When to go: The route is walkable throughout the year, although winter (late November to late February) is not really recommended.

Getting there: Vueling fly from Heathrow to A Coruña, and there are also internal flights from other Spanish airports, including Madrid and Barcelona. There are flights from Gatwick, Stansted and Dublin to Santiago, as well as flights from Paris and various Spanish airports including Madrid and Barcelona. 

Where to stay: You'll find a variety of cheap and medium-priced hotel accommodation in A Coruña, Ferrol, Pontedeume, Betanzos, Ordenes and Sigueiro.  Six albergues are usually open, at Neda, Pontedeume, Miño, Betanzos, Presedo and Bruma. On the Coruña arm, there is an albergue at Sergude, and to the south of Mesón do Vento hotels can be found on the N550 road to Santiago, which runs parallel to the camino.

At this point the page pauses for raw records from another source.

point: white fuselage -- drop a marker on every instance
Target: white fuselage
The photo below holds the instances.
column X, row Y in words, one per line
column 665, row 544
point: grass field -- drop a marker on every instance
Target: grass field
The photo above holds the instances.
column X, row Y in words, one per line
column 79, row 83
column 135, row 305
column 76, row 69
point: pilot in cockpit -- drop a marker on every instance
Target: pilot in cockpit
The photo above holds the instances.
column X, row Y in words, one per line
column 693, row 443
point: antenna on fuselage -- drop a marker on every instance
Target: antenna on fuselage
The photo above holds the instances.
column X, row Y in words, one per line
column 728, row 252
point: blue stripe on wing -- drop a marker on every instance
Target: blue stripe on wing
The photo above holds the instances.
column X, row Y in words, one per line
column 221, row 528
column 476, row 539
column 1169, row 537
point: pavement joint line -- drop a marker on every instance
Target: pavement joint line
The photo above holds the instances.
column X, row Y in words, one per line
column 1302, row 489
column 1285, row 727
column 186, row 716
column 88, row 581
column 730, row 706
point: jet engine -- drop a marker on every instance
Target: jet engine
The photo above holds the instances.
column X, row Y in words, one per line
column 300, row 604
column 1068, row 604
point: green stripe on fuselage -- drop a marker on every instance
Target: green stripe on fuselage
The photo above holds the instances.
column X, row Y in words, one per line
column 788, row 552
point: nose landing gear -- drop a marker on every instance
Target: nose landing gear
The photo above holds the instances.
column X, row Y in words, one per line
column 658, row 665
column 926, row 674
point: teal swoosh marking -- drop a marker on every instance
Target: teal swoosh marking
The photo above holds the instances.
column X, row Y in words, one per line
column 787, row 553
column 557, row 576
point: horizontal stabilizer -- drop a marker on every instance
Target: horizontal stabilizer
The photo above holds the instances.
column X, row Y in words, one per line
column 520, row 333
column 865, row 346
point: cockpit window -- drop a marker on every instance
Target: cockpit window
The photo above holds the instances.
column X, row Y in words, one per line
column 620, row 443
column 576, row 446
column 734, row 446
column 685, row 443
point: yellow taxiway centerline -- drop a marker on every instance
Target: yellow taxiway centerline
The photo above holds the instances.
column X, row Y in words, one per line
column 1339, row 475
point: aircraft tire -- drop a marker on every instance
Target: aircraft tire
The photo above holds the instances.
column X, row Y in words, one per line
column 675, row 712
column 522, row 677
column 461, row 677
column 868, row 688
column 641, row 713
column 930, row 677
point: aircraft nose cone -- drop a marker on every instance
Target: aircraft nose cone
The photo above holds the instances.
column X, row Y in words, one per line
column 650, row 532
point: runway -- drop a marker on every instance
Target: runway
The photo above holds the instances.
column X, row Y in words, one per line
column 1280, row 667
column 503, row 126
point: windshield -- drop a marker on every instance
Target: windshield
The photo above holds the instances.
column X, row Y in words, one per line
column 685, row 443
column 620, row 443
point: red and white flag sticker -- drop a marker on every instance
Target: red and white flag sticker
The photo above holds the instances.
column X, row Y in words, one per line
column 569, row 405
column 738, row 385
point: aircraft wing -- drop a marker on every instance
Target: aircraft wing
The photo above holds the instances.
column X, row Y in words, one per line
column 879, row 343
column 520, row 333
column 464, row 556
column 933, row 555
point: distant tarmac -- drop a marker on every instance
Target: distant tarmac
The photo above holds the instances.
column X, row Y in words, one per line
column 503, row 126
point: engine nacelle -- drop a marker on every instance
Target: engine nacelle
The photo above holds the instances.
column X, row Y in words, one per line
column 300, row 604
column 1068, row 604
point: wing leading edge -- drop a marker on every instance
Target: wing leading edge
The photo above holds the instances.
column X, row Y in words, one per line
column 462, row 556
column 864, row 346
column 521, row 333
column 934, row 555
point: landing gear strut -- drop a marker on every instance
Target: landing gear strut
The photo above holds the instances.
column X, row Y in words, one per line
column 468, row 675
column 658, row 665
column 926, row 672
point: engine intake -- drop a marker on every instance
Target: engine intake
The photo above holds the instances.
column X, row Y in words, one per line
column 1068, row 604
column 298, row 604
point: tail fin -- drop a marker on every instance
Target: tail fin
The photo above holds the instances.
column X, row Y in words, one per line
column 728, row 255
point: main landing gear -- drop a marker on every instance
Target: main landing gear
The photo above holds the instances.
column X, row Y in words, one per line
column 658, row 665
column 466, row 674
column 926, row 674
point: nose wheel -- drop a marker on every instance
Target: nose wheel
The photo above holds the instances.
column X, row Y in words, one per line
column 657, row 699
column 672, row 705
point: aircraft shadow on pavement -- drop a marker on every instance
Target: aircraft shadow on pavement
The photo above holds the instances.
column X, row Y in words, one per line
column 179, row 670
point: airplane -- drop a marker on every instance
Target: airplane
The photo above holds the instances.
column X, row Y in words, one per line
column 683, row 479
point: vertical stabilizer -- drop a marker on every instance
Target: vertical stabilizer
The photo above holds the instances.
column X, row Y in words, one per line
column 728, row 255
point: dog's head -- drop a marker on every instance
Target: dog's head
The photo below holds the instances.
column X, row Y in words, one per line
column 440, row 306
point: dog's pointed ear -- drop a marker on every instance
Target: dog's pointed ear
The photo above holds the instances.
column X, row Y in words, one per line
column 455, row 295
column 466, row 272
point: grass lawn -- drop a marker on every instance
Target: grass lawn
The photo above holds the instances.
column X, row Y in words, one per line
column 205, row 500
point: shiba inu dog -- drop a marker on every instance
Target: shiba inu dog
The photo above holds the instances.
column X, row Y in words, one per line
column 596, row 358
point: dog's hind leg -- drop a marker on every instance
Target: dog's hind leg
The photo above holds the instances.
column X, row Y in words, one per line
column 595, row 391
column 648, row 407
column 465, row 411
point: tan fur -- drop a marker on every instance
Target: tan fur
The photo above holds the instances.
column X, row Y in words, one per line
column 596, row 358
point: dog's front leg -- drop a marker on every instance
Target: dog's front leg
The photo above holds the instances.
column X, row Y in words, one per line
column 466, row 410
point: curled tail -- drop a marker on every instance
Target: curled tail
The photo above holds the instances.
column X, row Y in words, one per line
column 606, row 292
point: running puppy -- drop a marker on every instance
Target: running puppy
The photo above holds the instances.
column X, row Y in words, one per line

Distinctive features of the route: This route is more suitable for walkers than cyclists. It is not crowded and not too expensive. In rural Galicia local people often speak Galician rather than (Castilian) Spanish. Easy to reach: ferries to Santander (from Plymouth) or Bilbao (from Portsmouth), from where you take the FEVE (interesting narrow-gauge railway along northern Spanish coast) or bus to Ferrol and there is a bus to A Coruña. Long days can be avoided by ‘shuttling’ in taxi/bus from the day’s end-point and then back to the start point next morning.

Guide books: Available to peruse here in our online shop.

Discussion Forum: Visit the Camino de Santiago Forum to join in the current conversation.

Language. While it is not impossible to take this route without any command of the Spanish language, prospective pilgrims are strongly urged to learn as much as possible before they set out.